The usual progressive advocates tout portions of an analysis done by the Albany Times Union showing only 2% of defendants released under the new bail laws were “arrested for a violent felony offense while their case was pending.” That is technically true, but that 2% statistic is irrelevant to the debate over the new laws, and, in fact, they are interpreting the numbers incorrectly. The analysis they did took all the arrests in the state where the defendant was eligible for release under the new law – over 100,000 cases – and looked at just violent felony re-arrest rates for those defendants. Included in that 100,000 cases were first time offenders charged with shoplifting, petty larceny, driving under the influence, trespassing and every oth- er misdemeanor arrest, as well as first time nonviolent felony offenders. These are cases where bail was very rarely set even under the “pre-reform” bail law, absent very unusual circumstances. They ignored tens of thousands of non-violent felony and misdemeanor arrests for those defendants.

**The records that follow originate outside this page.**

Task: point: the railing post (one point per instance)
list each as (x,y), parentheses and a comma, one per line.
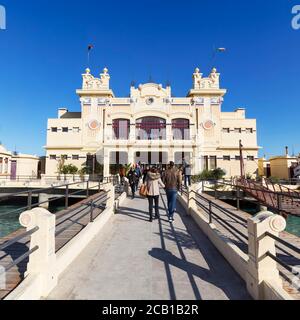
(87,189)
(42,261)
(99,185)
(210,212)
(192,199)
(29,200)
(92,211)
(238,197)
(261,267)
(279,203)
(110,189)
(67,197)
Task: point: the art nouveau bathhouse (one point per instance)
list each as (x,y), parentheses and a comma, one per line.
(151,126)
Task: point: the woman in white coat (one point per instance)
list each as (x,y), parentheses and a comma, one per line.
(153,182)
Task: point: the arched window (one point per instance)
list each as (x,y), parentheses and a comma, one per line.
(181,129)
(151,128)
(121,129)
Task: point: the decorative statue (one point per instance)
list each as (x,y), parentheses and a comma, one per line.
(213,75)
(197,78)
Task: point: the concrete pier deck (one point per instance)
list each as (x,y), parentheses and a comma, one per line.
(135,259)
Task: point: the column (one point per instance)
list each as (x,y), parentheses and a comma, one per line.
(130,155)
(106,171)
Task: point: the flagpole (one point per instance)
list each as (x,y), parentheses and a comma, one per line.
(90,47)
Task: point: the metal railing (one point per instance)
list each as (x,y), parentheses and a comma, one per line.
(84,191)
(285,265)
(288,255)
(273,199)
(214,212)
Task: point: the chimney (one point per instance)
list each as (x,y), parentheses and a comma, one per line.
(62,111)
(286,151)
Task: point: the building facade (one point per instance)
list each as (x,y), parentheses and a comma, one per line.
(14,165)
(151,126)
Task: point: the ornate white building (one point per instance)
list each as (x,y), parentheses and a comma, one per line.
(151,126)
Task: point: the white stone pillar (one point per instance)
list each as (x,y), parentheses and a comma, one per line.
(42,261)
(260,266)
(44,200)
(106,171)
(110,194)
(192,198)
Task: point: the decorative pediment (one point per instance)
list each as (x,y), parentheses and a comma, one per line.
(150,90)
(206,85)
(92,83)
(211,82)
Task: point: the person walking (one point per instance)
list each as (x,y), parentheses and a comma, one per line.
(172,181)
(153,182)
(187,176)
(133,180)
(145,173)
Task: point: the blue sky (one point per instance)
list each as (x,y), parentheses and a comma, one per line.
(43,53)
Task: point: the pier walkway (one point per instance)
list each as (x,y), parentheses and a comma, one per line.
(135,259)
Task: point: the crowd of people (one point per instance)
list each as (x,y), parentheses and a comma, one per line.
(156,177)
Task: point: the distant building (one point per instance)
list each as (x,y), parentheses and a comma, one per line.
(151,126)
(282,167)
(14,164)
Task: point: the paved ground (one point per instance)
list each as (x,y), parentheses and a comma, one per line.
(135,259)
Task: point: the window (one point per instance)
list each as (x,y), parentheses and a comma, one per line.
(213,162)
(181,129)
(121,129)
(151,128)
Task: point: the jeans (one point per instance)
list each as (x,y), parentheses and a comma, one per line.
(172,198)
(133,189)
(187,181)
(156,202)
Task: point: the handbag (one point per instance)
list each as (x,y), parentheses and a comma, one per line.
(143,190)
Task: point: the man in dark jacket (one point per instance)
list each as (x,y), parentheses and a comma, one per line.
(133,180)
(172,180)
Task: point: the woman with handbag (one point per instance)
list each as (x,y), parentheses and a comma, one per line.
(153,182)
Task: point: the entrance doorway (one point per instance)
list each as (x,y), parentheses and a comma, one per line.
(13,170)
(151,158)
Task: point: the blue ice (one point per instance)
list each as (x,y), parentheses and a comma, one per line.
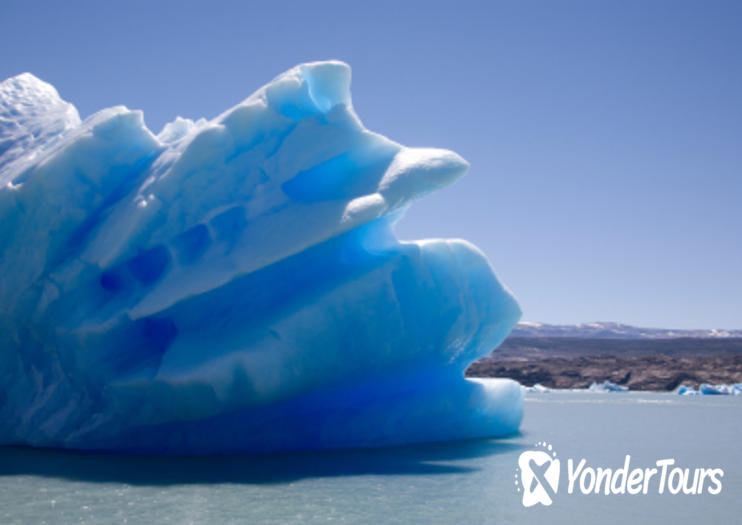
(234,285)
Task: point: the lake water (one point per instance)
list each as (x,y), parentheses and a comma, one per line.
(463,482)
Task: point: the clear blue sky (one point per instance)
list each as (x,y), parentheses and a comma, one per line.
(605,138)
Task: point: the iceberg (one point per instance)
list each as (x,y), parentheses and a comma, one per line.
(711,390)
(235,285)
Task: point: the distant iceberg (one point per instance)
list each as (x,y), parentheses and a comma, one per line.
(234,284)
(711,390)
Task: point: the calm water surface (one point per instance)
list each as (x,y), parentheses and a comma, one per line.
(464,482)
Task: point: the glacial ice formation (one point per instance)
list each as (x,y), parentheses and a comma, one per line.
(234,284)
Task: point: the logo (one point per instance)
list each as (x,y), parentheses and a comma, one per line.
(539,475)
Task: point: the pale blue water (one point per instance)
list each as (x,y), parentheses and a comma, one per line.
(465,482)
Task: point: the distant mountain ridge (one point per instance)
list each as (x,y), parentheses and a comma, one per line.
(607,330)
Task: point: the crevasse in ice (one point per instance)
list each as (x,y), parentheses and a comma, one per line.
(234,284)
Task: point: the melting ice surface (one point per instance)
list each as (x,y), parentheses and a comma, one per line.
(234,285)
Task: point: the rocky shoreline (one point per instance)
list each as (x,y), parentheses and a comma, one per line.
(639,365)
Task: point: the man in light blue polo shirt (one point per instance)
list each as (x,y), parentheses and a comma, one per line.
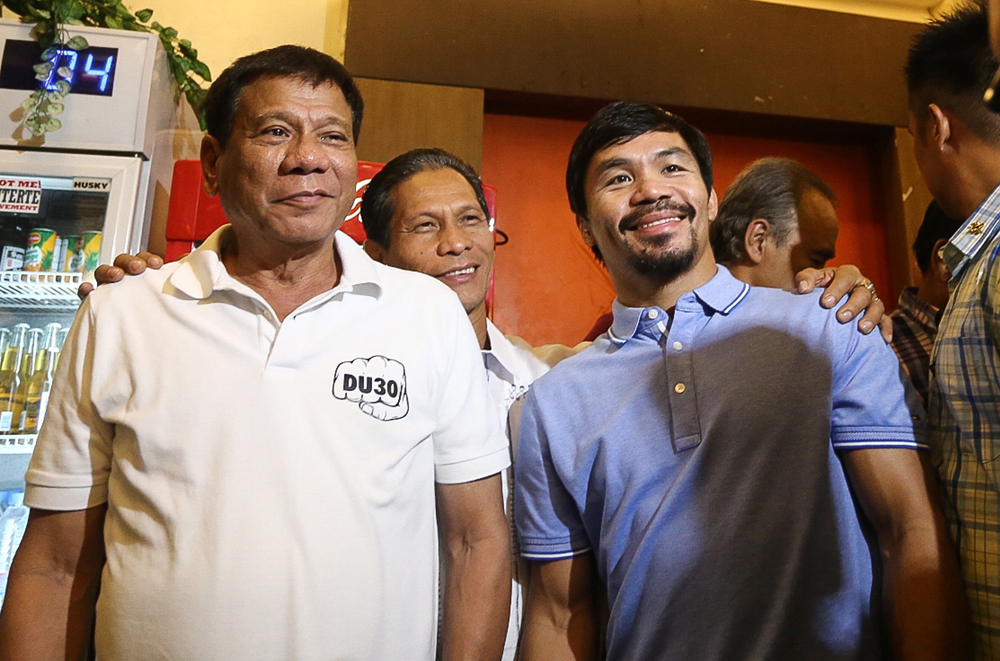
(698,461)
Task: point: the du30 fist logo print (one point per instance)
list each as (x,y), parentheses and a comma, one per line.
(378,384)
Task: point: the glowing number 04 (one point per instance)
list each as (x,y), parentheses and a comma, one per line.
(102,73)
(70,55)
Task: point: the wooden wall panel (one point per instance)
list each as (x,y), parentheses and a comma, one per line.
(403,116)
(719,54)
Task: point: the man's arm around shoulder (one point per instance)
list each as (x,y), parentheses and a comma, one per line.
(49,608)
(562,618)
(925,604)
(476,547)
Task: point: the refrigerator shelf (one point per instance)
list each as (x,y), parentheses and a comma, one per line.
(17,443)
(39,290)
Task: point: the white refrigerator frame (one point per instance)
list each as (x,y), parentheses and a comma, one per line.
(123,230)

If you look at defendants arrested for felonies during the first two months of the 2020 bail laws, from July 1, 2020, to August 30, 2020, you see a far different story. Here’s what the data shows:

In New York City during that period, 3,680 defendants were arraigned for felonies. Fully 70% of them (2,564) had a prior conviction or pending case when they were arrested. Among the 2,564, there were 2,401 pending cases, and more than 11,539 prior convictions. These were not first-time offenders. They weren’t even last-time offenders. The OCA data shows that 31% of them were re-arrested before their case was disposed. But note the qualifier here – “before their case was disposed.” That number does not include arrests while awaiting sentence or after sentence. In fact, OCA initially included those arrests with the data but then quickly “corrected” it, eliminating almost 16,000 re-arrests, thereby reducing the re-arrest rate.

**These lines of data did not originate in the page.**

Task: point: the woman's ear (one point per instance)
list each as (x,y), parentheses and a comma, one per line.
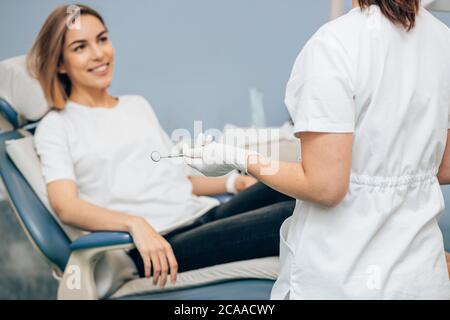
(62,68)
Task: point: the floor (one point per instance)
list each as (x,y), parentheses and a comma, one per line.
(23,273)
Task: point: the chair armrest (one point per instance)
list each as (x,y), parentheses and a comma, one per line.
(101,239)
(78,281)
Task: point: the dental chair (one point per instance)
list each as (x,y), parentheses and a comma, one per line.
(95,265)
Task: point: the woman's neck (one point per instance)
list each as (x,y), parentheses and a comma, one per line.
(93,98)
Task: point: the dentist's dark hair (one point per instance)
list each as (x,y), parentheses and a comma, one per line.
(46,54)
(402,12)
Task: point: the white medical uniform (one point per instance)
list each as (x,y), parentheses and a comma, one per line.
(391,88)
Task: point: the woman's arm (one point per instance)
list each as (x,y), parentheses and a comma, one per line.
(323,175)
(444,169)
(206,186)
(154,249)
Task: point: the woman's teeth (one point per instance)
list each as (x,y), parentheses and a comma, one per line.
(100,68)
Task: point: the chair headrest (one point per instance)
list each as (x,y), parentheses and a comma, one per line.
(22,95)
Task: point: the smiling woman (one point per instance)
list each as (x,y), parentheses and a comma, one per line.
(61,57)
(95,159)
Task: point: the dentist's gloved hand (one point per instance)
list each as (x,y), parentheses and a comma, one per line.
(215,159)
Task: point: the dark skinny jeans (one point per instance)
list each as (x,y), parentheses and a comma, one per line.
(245,227)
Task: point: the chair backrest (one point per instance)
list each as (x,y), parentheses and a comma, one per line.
(38,223)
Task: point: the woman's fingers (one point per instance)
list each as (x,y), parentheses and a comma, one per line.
(147,264)
(164,268)
(156,267)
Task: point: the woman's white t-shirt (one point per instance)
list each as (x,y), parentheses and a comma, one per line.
(106,151)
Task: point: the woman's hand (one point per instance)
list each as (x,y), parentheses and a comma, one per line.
(243,182)
(155,251)
(215,159)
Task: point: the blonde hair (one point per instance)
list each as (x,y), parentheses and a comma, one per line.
(46,54)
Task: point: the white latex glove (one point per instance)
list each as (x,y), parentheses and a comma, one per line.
(215,159)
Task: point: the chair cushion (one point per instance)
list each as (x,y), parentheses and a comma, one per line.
(115,269)
(23,154)
(21,90)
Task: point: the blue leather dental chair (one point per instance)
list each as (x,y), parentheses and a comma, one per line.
(74,261)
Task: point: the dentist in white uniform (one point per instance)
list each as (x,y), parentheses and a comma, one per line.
(370,98)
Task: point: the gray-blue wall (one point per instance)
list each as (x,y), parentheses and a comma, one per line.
(193,59)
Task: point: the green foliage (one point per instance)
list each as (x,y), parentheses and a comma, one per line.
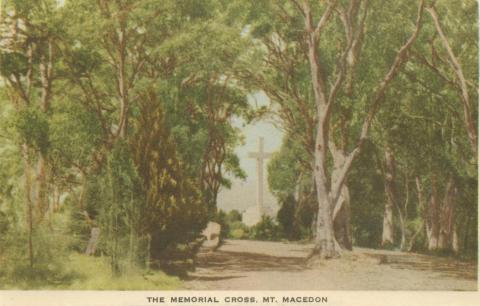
(33,129)
(265,229)
(238,230)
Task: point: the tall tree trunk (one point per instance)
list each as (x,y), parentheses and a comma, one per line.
(433,227)
(29,206)
(342,224)
(389,181)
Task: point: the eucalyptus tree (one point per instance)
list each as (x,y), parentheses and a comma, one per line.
(28,66)
(345,75)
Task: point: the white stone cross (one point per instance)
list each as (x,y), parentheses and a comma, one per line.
(260,156)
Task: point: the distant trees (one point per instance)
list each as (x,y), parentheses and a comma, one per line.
(378,85)
(120,115)
(138,138)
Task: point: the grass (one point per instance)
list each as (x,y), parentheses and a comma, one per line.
(93,273)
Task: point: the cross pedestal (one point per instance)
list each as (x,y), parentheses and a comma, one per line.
(260,156)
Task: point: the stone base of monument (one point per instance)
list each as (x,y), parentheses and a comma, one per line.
(211,236)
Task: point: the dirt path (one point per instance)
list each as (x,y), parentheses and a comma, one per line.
(258,265)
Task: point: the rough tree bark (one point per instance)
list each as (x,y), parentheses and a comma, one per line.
(328,190)
(470,125)
(389,181)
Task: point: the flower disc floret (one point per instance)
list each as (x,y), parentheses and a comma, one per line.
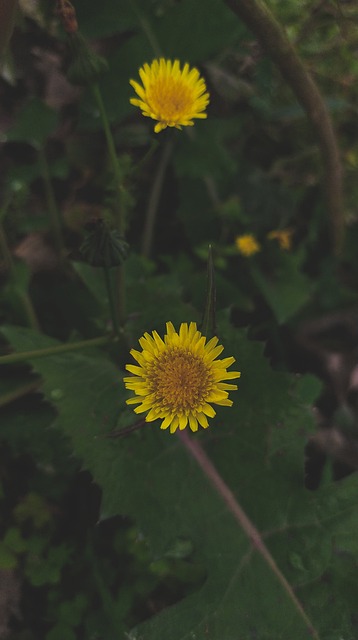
(169,94)
(178,379)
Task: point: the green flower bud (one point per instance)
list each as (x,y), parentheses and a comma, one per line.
(85,65)
(102,246)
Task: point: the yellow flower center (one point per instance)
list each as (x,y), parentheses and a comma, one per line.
(179,380)
(170,99)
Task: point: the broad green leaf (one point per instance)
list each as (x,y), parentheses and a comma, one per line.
(150,477)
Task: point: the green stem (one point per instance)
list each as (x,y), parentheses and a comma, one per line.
(197,452)
(51,202)
(112,306)
(20,392)
(208,325)
(26,301)
(4,250)
(274,40)
(154,198)
(120,219)
(54,351)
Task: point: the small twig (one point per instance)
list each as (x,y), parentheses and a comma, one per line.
(274,40)
(197,452)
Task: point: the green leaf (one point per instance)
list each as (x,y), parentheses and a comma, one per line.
(258,447)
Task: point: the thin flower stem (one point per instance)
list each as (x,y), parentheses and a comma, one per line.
(24,297)
(54,351)
(120,219)
(197,452)
(51,202)
(5,251)
(154,198)
(112,306)
(120,210)
(273,38)
(147,30)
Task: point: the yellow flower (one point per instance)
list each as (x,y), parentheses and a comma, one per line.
(170,95)
(283,237)
(247,245)
(178,377)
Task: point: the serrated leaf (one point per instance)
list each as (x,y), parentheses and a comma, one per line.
(150,477)
(34,123)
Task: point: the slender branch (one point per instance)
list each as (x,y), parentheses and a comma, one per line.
(154,198)
(197,452)
(119,191)
(275,41)
(53,351)
(118,178)
(51,202)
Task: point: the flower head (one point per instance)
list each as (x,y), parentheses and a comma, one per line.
(247,245)
(178,377)
(283,237)
(170,95)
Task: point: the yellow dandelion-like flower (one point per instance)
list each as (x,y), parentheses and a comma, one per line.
(179,377)
(170,95)
(247,245)
(283,237)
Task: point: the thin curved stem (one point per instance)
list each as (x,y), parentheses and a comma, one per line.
(53,351)
(154,198)
(51,202)
(197,452)
(274,40)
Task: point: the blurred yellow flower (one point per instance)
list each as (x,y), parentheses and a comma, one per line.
(170,95)
(283,237)
(247,245)
(178,378)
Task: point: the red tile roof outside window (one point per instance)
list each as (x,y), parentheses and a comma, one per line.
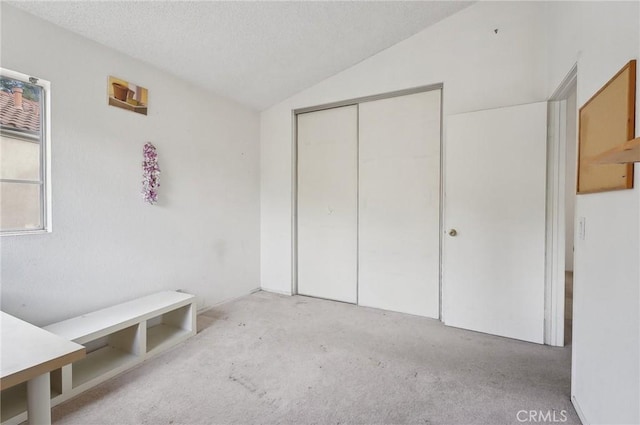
(26,119)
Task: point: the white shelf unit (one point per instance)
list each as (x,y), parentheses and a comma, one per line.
(116,339)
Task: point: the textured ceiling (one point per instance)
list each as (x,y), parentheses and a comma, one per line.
(256,53)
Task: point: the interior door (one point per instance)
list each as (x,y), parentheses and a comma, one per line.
(328,203)
(494,209)
(399,205)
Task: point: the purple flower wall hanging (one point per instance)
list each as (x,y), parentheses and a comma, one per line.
(150,174)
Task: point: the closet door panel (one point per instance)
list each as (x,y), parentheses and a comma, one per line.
(399,204)
(327,203)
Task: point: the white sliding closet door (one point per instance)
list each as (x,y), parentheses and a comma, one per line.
(399,205)
(328,203)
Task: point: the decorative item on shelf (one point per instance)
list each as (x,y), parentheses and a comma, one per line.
(150,174)
(126,95)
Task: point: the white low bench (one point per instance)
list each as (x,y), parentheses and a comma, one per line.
(116,338)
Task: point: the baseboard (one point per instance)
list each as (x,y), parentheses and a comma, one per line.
(209,307)
(276,291)
(579,411)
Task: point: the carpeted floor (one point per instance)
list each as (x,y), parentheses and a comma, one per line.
(268,358)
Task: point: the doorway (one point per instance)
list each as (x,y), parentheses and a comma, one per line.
(561,220)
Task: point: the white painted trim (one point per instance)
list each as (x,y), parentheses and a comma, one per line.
(555,212)
(555,237)
(276,291)
(576,406)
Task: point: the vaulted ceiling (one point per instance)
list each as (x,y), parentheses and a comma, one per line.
(256,53)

Looking more closely at these felony arrests, 594 of these 2,564 defendants had a prior pending violent felony offense – burglary, attempted murder, assault, rape, or kidnapping – when they were arraigned. Incredibly, 190, or one in three of them, were released on no bail on their new case.

58% of these defendants (111 out of 190) were arrested again before their case was disposed.

915 of these felony defendants had a prior pending non-violent felony arrest – car theft, grand larceny, drugs, and commercial burglary, for example, when they were arrested. 375 of them were released on no bail. 62% of them (231 defendants) were arrested again before their case was disposed.

89% of the defendants arrested for home burglaries between July 1 and August 30, 2020, had a prior or pending case. Of the 73 of them released on no bail, 40 of them, or 55%, were re-arrested while their case was pending. (Interestingly, only 15% of the defendants charged with home burglary who had bail set were re-arrested). For repeat commercial burglars, the re-arrest rate was 59%, for robbery 2nd degree it was 38%. The same was true for almost every repeat felony offender. Not just felonies, but misdemeanors too – for petty larceny, the re-arrest rate was 50%, unauthorized use of a motor vehicle – 45%.

Our criminal justice system has boiled down to: Commit crime, get arrested, get out, repeat. Our legislators must allow judges to remand people who are a danger to public safety, a change previously supported by former Mayor deBlasio, former Chief Judge Jonathan Lippman, and then-Brooklyn Borough President, now Mayor, Eric Adams, among others, in a 2015 press release.

Our politicians have simply been ignoring what’s been happening on the street. It’s as if all the additional crime victims are merely acceptable collateral damage of their progressive agenda. When do victims get factored into the debate over bail reform?